É muito comum, como a realidade geral da educação brasileira, encontrarmos alunos já em séries avançadas com dificuldades na leitura e compreensão textual. Em momentos importantes de seu desenvolvimento escolar, por diversos motivos, algumas lacunas foram deixadas. A insistência no aprendizado eficaz ou a presença constante do educador na correção do aluno são elementos que faltam na rotina diária das salas de aula.
O Projeto Gibi tem a intenção de agir justamente de modo a colaborar para que essas lacunas sejam preenchidas. Embora consciente de sua ação limitada e reduzida a poucas crianças e da complexidade do quadro educacional que se vê, seus voluntários desejam se aproximar desses alunos que se encontram em desenvolvimento, para que possam auxiliá-los em seus processos de aprendizado. O que se deseja é dedicar tempo, ainda que pouco, para estar junto das crianças em seu ambiente de estudo, no momento em que ali estão para se expor ao conhecimento e às dificuldades que lhes desafia.
Para tanto, a escolha do grupo foi planejar essas ações de reforço baseadas em atividades com gibis - gênero literário acessível, atraente e na maioria das vezes, destinado justamente a crianças. No caso do grupo Andorinha, a faixa etária dos alunos é de 9 a 11 anos. Visitando a escola uma vez por semana, as atividades são feitas em um tempo médio de 40 minutos.
Os primeiros encontros com a classe são introdutórios, trazendo noções básicas sobre o universo de um gibi, tratando da sua produção até suas linguagens. O passo seguinte é o da apresentação do gibi a ser usado, previamente escolhido e adquirido com o apoio do patrocinador, a empresa Junior Motriz. Começa-se a leitura em grupos reduzidos de crianças acompanhadas por um voluntário, para que todos tomem parte nela oralmente e possam ser incentivados ao aperfeiçoamento. Esse é um momento importante, quando será possível conhecer as dificuldades mais presentes, tanto na leitura quanto na compreensão da história em quadrinhos.
Após a internalização do enredo, o passo seguinte é gerar reflexões sobre conceitos presentes na história, trazendo para a realidade algumas situações que se sucederam no gibi. O último procedimento é propor questões a serem respondidas por escrito, exercitando a compreensão, reflexão e a escrita. Nesse estágio, portanto, são produzidos resultados que permitem traçar o perfil de cada aluno, possibilitando observar quais aspectos do projeto precisam de mais ênfase.
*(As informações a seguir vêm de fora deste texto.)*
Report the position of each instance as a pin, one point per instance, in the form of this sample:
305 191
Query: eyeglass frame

O conjunto total desses três passos básicos se constituem em um ciclo, baseado em uma história do gibi. Em seguida, outro ciclo se inicia, fazendo uso, se possível, de todas as histórias do gibi. No entanto, antes que o ciclo seguinte se inicie, em geral se faz uma pausa para que seja feita uma atividade diferente, mas que corresponda a uma necessidade geral, enfatizando algum ponto, como já foi dito.
Para acompanhar as possíveis mudanças no quadro geral da turma durante o período, foram produzidos indicadores para a leitura, com parâmetros para a fluência, intensidade de voz, entonação e número de erros. No caso da escrita, foram observados o número de erros gramaticais e a formatação. No final do período, houve uma melhora, embora não em grande escala. Ao final das atividades, diminuíram os erros de um modo geral na escrita, e na leitura também se percebeu mais fluência. Como primeira atuação do grupo, sentiu-se uma reação positiva das crianças, motivando o projeto a prosseguir.